The council added that the city’s colleges and universities pay $23 million annually in taxes to the city for payroll, parking, business privileges and any real estate not directly related to their educational missions.
Politically, Mr. Ravenstahl risks few votes in leaning on universities for revenue because college students rarely vote in local elections. And many of the constituencies that supported Mr. Ravenstahl’s re-election in November have been vocally supportive of his tax plan.
“This is a turning point for us,” said Joe King, president of the Pittsburgh firefighters’ union. He said that after Miami-Dade County in Florida, Allegheny County has the second largest number of seniors of any county in the United States and that in his union alone he has 900 retirees and 450 surviving spouses whose pensions need to be financed.
“Without the tax, the fate of those pensions could be in trouble,” he said. “We are not asking young people to carry more than their due.

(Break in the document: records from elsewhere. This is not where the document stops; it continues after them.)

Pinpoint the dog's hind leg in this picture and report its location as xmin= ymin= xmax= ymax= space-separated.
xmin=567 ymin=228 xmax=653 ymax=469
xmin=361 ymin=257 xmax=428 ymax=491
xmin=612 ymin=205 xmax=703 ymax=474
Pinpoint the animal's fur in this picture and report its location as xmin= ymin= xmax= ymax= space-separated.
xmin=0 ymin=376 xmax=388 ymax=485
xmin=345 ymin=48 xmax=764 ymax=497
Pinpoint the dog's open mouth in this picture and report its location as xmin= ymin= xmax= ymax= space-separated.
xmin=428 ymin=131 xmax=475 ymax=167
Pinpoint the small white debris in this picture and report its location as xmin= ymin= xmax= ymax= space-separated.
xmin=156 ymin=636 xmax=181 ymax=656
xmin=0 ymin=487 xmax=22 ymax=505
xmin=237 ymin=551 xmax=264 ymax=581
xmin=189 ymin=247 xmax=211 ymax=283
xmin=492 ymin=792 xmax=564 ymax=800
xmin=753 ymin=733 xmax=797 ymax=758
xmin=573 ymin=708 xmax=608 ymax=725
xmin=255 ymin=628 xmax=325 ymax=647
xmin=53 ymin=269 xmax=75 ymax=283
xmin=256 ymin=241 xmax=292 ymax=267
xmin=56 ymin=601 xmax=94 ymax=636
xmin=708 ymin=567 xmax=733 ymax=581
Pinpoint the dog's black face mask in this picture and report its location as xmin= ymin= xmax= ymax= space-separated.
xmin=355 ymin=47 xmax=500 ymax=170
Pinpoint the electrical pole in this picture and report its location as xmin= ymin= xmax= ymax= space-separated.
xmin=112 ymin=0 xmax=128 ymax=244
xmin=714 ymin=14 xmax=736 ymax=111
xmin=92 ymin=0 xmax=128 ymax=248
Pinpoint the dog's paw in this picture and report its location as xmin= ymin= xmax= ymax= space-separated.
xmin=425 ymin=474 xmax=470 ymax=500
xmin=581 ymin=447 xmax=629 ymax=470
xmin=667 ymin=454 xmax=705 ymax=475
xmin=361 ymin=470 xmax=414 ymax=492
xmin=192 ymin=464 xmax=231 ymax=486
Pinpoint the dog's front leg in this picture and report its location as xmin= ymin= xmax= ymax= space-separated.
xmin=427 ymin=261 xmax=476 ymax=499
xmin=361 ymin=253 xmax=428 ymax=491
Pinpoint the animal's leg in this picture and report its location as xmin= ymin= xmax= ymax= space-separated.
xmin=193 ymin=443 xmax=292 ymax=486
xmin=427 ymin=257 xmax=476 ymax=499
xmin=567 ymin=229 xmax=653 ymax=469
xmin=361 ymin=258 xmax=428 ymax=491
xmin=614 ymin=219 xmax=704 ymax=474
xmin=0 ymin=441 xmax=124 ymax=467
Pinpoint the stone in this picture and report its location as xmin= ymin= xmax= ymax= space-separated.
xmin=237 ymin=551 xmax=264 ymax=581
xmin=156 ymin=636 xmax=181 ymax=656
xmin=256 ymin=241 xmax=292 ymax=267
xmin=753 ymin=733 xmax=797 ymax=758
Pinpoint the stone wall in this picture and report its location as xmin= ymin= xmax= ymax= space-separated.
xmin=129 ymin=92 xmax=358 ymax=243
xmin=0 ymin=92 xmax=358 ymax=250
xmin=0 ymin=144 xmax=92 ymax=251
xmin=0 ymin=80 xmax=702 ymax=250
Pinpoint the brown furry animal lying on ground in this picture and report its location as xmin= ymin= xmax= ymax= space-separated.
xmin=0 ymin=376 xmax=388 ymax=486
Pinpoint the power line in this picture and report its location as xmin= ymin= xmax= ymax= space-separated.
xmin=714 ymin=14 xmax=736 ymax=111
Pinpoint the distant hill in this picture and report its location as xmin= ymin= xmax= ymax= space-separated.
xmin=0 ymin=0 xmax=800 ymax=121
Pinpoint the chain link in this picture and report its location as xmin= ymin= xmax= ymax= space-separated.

We’re just asking them to pay for what they use.”
But students say they already do.
“We have jobs in Pittsburgh so we pay taxes on that income, we rent apartments so we pay taxes on that, we have cars here, which provide parking taxes,” said David Gau, an undergraduate at the University of Pittsburgh, adding that he resented the portrayal of students as freeloaders. “We go to a variety of events like symphony, sports games, plays, concerts, and there are amusement taxes on those that produce even more revenue from us.”
“Why try to divert new people from coming here with a college tax?” added Mr. Gau, 21, who is from Kennett Square, Pa. “It’s the furthest thing from fair.”
Chad Ellis, 28, a graduate student in chemistry at Carnegie Mellon University and a Pittsburgh homeowner, agreed.
“Holding students hostage in negotiations with nonprofits to come up with money to pay for bloated city pension plans is divisive,” he said.